Remember, you’re creating zero trust security policies for each protect surface and micro-perimeter, so you want to get as granular as possible to ensure only safe, known traffic and communication are permitted.
Step 5: Monitor and optimize
The final step is to monitor the protect surface and conduct frequent log reviews to ensure zero trust operations run smoothly. You should continuously monitor all user and device communication into and out of your new micro perimeter. This will allow you to detect and remediate potential latency, performance issues, and bugs, as well as create baselines for normal behavior. These baselines will make it easier in the future for your security teams and threat detection tools to spot unusual activity that could indicate a breach.
You’ll use the information you gain from monitoring and logging to improve the next iteration of your zero trust security implementation, as well as to continuously optimize your zero trust architecture. By focusing on one protect surface at a time, you can gradually expand your zero trust strategy to iteratively encompass more data, applications, assets, and services until you’ve transitioned your entire network to a zero trust security strategy with minimal disruption to your enterprise.
Additional tips for implementing a zero trust security strategy
Assess your zero trust security capabilities
One of the most significant benefits of zero trust security is that it doesn’t require an expensive or disruptive technology overhaul to achieve.

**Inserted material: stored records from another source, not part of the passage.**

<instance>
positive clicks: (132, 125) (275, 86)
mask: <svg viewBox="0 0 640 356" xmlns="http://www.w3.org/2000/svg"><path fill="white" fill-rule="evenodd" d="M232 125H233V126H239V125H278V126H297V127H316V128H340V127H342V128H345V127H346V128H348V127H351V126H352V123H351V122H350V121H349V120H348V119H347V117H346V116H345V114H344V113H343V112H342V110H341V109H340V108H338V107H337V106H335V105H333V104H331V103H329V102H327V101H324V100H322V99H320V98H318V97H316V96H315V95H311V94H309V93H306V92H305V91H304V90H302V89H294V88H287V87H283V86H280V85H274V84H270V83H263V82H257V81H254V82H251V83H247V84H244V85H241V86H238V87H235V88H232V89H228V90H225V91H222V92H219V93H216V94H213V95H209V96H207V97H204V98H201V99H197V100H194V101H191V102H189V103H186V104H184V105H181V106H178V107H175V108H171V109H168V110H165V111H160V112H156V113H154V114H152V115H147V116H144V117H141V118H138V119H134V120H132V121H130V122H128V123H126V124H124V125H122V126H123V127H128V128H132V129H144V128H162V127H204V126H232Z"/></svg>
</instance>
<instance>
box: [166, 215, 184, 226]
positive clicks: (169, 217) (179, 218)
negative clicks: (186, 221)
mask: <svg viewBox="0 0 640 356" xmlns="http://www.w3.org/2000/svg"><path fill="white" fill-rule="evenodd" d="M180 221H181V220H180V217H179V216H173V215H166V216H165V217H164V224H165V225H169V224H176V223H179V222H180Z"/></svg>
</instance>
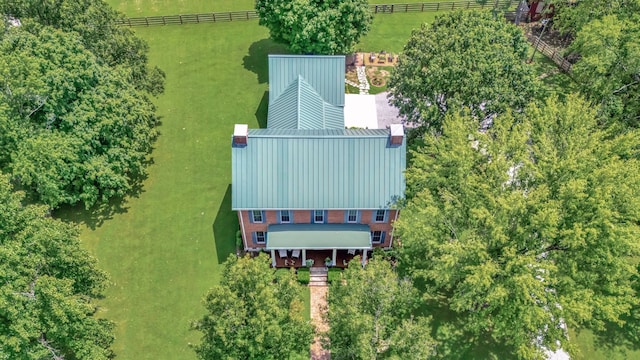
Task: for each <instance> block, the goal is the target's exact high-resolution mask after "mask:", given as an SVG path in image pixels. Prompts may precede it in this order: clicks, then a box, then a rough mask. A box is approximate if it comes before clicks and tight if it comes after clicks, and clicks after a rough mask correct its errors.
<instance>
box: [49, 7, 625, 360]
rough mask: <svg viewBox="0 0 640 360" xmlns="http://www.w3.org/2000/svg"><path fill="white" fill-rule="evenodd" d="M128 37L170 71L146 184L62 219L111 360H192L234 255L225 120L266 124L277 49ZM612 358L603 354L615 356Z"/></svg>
mask: <svg viewBox="0 0 640 360" xmlns="http://www.w3.org/2000/svg"><path fill="white" fill-rule="evenodd" d="M110 2H111V3H112V4H114V5H118V6H117V7H118V8H119V9H120V10H123V11H126V12H127V15H129V16H140V15H141V14H144V15H157V14H175V13H188V12H199V11H227V10H240V9H248V8H251V6H252V4H253V2H252V1H247V0H239V1H231V0H220V1H215V2H213V3H212V2H211V1H204V0H171V1H169V0H134V1H126V2H125V1H118V0H111V1H110ZM380 2H382V3H384V2H386V1H380ZM401 2H403V1H401ZM211 6H214V8H213V9H205V8H208V7H211ZM434 17H435V14H434V13H410V14H394V15H379V16H376V17H375V19H374V24H373V27H372V31H371V32H370V33H369V34H368V35H367V36H366V37H365V38H364V39H363V40H362V42H361V43H360V44H359V45H358V48H359V49H361V50H364V51H379V50H386V51H391V52H399V51H401V50H402V47H403V46H404V43H405V42H406V40H407V38H408V37H409V34H410V33H411V30H412V29H413V28H416V27H418V26H420V24H421V23H423V22H428V21H431V20H432V19H433V18H434ZM136 32H137V33H138V34H139V35H140V36H141V37H142V38H144V39H145V40H146V41H148V43H149V45H150V54H149V56H150V63H151V64H152V65H157V66H159V67H160V68H162V69H163V70H164V71H165V72H166V73H167V83H166V93H165V94H164V95H162V96H161V97H160V98H159V99H158V100H157V101H156V103H157V104H158V111H159V114H160V115H161V116H162V126H161V127H160V131H161V134H162V135H161V136H160V138H159V140H158V142H157V144H156V149H155V150H154V152H153V159H154V164H153V165H152V166H151V167H150V174H149V178H148V179H147V180H146V181H145V182H144V188H143V192H142V193H141V194H140V195H139V197H136V198H131V199H129V200H128V201H127V202H125V203H124V204H123V205H122V208H116V209H115V211H114V212H113V213H108V214H90V213H87V212H84V211H81V210H79V211H74V210H67V211H65V212H62V213H60V214H59V215H60V216H62V217H66V218H71V219H73V220H76V221H81V222H82V223H83V224H84V226H83V232H82V239H83V242H84V245H85V246H86V247H87V248H89V249H90V250H91V251H92V252H93V253H94V254H95V255H96V256H97V258H98V259H99V261H100V266H101V267H102V268H104V269H105V270H106V271H108V272H109V273H110V274H111V277H112V286H110V287H109V288H108V290H107V291H106V293H105V299H104V300H102V301H101V302H100V306H101V309H102V310H101V315H103V316H105V317H108V318H109V319H112V320H114V321H115V322H116V323H117V329H116V337H117V339H116V342H115V345H114V350H115V352H116V354H117V356H118V359H124V360H128V359H135V360H137V359H171V360H173V359H194V358H195V354H194V353H193V351H192V350H191V349H190V348H189V346H188V344H189V342H195V341H198V334H197V333H194V332H191V331H189V324H190V322H191V321H193V320H195V319H197V318H198V317H199V316H200V315H201V314H202V312H203V311H204V309H203V308H202V306H201V298H202V297H203V296H204V295H205V293H206V292H207V290H208V289H209V288H210V287H211V286H213V285H214V284H216V283H217V282H218V281H219V274H220V264H221V263H222V262H223V261H224V260H225V259H226V257H227V256H228V255H229V254H231V253H232V252H233V250H234V234H235V230H236V228H237V220H236V217H235V215H234V214H233V213H232V212H231V210H230V207H231V198H230V187H229V186H230V181H231V172H230V167H231V156H230V155H231V151H230V135H231V132H232V130H233V124H234V123H248V124H249V126H250V127H252V128H255V127H258V126H260V125H261V126H264V125H265V124H264V118H265V115H266V101H267V97H266V93H265V91H266V90H267V80H268V77H267V58H266V56H267V54H268V53H272V52H276V53H277V52H280V53H282V52H284V49H283V48H282V47H280V46H277V45H276V44H274V43H273V42H272V41H270V40H268V32H267V30H266V29H265V28H263V27H260V26H258V22H257V21H249V22H237V23H225V24H202V25H182V26H166V27H153V28H136ZM562 81H564V80H562ZM559 86H562V85H561V84H560V85H559ZM103 217H106V219H103ZM103 220H104V222H103ZM306 301H307V304H308V292H306ZM576 341H577V343H578V344H579V346H580V348H582V349H585V350H583V352H584V353H587V354H590V353H591V351H592V347H590V346H593V345H592V344H593V341H591V340H590V339H589V338H588V337H584V335H583V333H581V334H580V336H578V337H577V340H576ZM593 351H594V352H593V353H594V354H599V353H598V352H597V351H595V350H593ZM603 354H604V353H603ZM616 354H618V353H616ZM615 356H617V355H613V356H609V357H608V356H606V355H603V357H602V358H603V359H604V358H610V359H617V358H620V357H615Z"/></svg>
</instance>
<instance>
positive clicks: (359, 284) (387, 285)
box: [328, 257, 435, 360]
mask: <svg viewBox="0 0 640 360" xmlns="http://www.w3.org/2000/svg"><path fill="white" fill-rule="evenodd" d="M328 302H329V312H328V320H329V325H330V327H329V332H328V338H329V343H330V348H331V358H332V359H338V360H339V359H363V360H364V359H408V358H412V359H428V358H430V357H432V356H433V355H434V353H435V351H434V350H435V345H434V343H433V341H432V340H431V338H430V336H429V334H430V332H431V325H430V323H429V320H428V319H427V318H424V317H415V316H414V314H415V311H416V308H417V305H418V293H417V291H416V289H414V288H413V285H412V284H411V281H410V280H409V279H400V278H399V277H398V274H397V273H396V272H395V271H394V270H392V269H391V265H389V262H388V261H386V260H384V259H382V258H377V257H374V258H373V259H370V260H369V262H368V263H367V266H366V267H365V268H364V269H363V268H362V266H361V265H360V259H359V257H356V258H355V259H354V260H353V261H351V262H350V263H349V267H348V268H347V269H346V270H345V271H344V281H343V282H340V281H338V282H334V283H333V284H332V285H331V287H330V289H329V298H328Z"/></svg>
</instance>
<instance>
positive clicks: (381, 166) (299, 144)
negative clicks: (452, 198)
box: [232, 129, 406, 210]
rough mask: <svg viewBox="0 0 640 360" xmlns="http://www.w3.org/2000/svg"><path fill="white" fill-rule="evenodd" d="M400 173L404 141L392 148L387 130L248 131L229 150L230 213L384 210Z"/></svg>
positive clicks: (405, 151)
mask: <svg viewBox="0 0 640 360" xmlns="http://www.w3.org/2000/svg"><path fill="white" fill-rule="evenodd" d="M405 168H406V140H405V141H403V142H402V144H401V145H399V146H392V145H391V144H390V142H389V130H387V129H375V130H365V129H359V130H348V129H341V130H337V129H333V130H286V129H250V130H249V135H248V142H247V146H246V147H233V148H232V184H233V185H232V208H233V209H234V210H239V209H289V210H294V209H380V208H390V207H391V206H392V205H393V204H394V203H395V202H396V201H397V200H398V199H400V198H402V197H403V196H404V191H405V182H404V171H405Z"/></svg>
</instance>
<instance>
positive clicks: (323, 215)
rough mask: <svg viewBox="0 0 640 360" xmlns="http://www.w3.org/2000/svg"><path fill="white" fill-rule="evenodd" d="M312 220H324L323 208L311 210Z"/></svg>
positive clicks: (322, 222)
mask: <svg viewBox="0 0 640 360" xmlns="http://www.w3.org/2000/svg"><path fill="white" fill-rule="evenodd" d="M313 222H314V223H323V222H324V210H314V211H313Z"/></svg>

Instead, the goal is to augment your existing network architecture as much as possible using zero trust tools, policies, and procedures. Because of this, it is recommended that you start by assessing the zero trust capabilities of your existing architecture and tools, so you can identify the gaps in your zero trust readiness and avoid spending money on solutions you don’t need or already have.
Identity and access management
Many enterprises find that their zero trust readiness is hampered by deficient identity and access management (IAM). It is challenging to implement a zero trust security strategy without investing in a unified IAM solution that specifically supports zero trust principles and security controls. You should look for a centralized platform that supports zero trust IAM requirements like single sign-on (SSO), multi-factor authentication (MFA), and passwordless authentication, like Okta, for example.
Data discovery and classification.
Identifying the data that needs to be protected as part of your DAAS is much easier when you use the data discovery and classification tool. No matter what business you’re in, your enterprise is likely processing a vast amount of data every day, making it very challenging to manually identify, locate, and prioritize the data you need to protect. There are various specialized data discovery and classification tools that work across multiple industries, but you may find that one of your existing technology solutions already includes data discovery features, such as Azure Data Protection.
Implementing the ideal zero trust security strategy
Your enterprise’s transition to a zero trust architecture will be a gradual process, and it will need to be repeated every time you add a new protect surface to your network. Every time you expand your zero trust architecture, you should refine and optimize the implementation process which will help your security grow progressively stronger.
By following this iterative process and implementing the right tools and technologies, your enterprise can implement a zero trust security strategy that supports your business goals and keeps your network protected.